McLean Bible Church Congregants Worry About The Direction The Church Is Going
STEVE INSKEEP, HOST:
We have a story now of divisions within a single church that suggest wider divisions in many churches. The church in question is a prominent one, McLean Bible Church, where many Washington Republicans worship. It's little outside of Washington, D.C., in Virginia. Former President Trump even attended a service there once. This year, the church had an election of three church elders, which would normally be a sleepy affair. But conspiracy theories and arguments over wokeness divided the congregation. David Roach has been following this. He is pastor of the Shiloh Baptist Church in Saraland, Ala., and he also writes for Christianity Today, which is how he came to report on McLean Bible Church.
DAVID ROACH: It is a megachurch in the Washington, D.C., area. They have several campuses. Their pastor, David Platt, is very well-known among evangelicals. That church in the past has been called a hub for Republican senators and Bush aides. But David Platt has emphasized that everybody, regardless of their political views or their ethnicity or anything else, should be welcome to hear the gospel and be a part of the church.
INSKEEP: Is that part of what seemed to get him in trouble with at least a portion of the congregation?

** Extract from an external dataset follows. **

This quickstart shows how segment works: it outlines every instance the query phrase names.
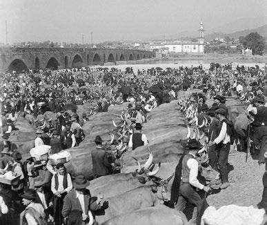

ROACH: I don't think that that is directly the issue, but I think that issue has implications for what has gotten him in trouble. David Platt's very strong on the issues that evangelicals traditionally have cared about. He - I've heard him preach on abortion and religious liberty and traditional marriage. But at the same time, he wants to say that there is not one voting requirement for being a follower of Jesus Christ. And even though people who take the Bible seriously and as the inherent word of God should think certain things about certain issues, then they might prioritize those differently when they go into the voting booth.
INSKEEP: This, according to your reporting, seems to have surfaced as a conflict in a way that wasn't directly about the pastor but a kind of church election. What happened?
ROACH: On June the 30, McLean Bible Church was to have an election to elect three new elders. And so the church had never before failed to elect elder nominees that were recommended. The constitution of the church requires a 75% threshold. But there were some who were concerned about the direction of the church, and they made that elder election an occasion to speak out against the leadership and direction generally. And then there was some question as to who is eligible to vote as a McLean member and who is not. They gave out some provisional ballots. And depending on how the provisional ballots were adjudicated, those elder nominees got either just below or just above the 75% threshold.
INSKEEP: Disputed election.
ROACH: Yes, that's exactly right. And rather than try to adjudicate the provisional ballots, they decided the best thing to do would be just to have another vote. So they scheduled that vote for Sunday, July the 18. And all three nominees got at least 78% on that day and were elected as elders.
INSKEEP: I was astonished by some of the conspiracy theories that you described that surfaced during that election campaign.
ROACH: It was a tumultuous time. And there really were some wild conspiracy theories that came out of that. For instance, that they would sell the Tysons location and use it to build a mosque. There were some who expressed the thought that David Platt and the other leaders were soft on issues like abortion and sexuality. During a sermon on July 4, David Platt very intentionally addressed some of those concerns. And he said that there was a group that was trying to take over the church. And it would appear that the vast majority of the church sided with Platt and the other leaders by their support of those elders. I don't think that it was about the specific elders so much as the direction of the church. And the elder vote was the occasion to speak that.
INSKEEP: Given that, what makes this story feel like it has a larger significance in your mind?
ROACH: You can pick out churches across the country where there has been this conflict between people that are sort of an old guard type of evangelical and then a younger type of evangelical that wants to reach a broader, more diverse audience with the Gospel. Some of the older guard think that that's soft-pedaling some biblical truth. But then you have some of the younger evangelicals who say, look. We're teaching everything that the Bible teaches. We just want to give believers freedom to disagree on things that aren't essentials.
And then even within the Southern Baptist Convention more broadly, there is a group called the Conservative Baptist Network that has charged some convention leaders with advocating critical race theory and downplaying the Bible's sufficiency. And the candidate backed by the Conservative Baptist Network at the most recent SBC annual meeting got 48% percent of the vote. So those are some of the manifestations that show this is a larger discussion among evangelicals.
INSKEEP: David Roach is pastor of the Shiloh Baptist Church in Saraland, Ala., and also writes for Christianity Today. Thanks so much.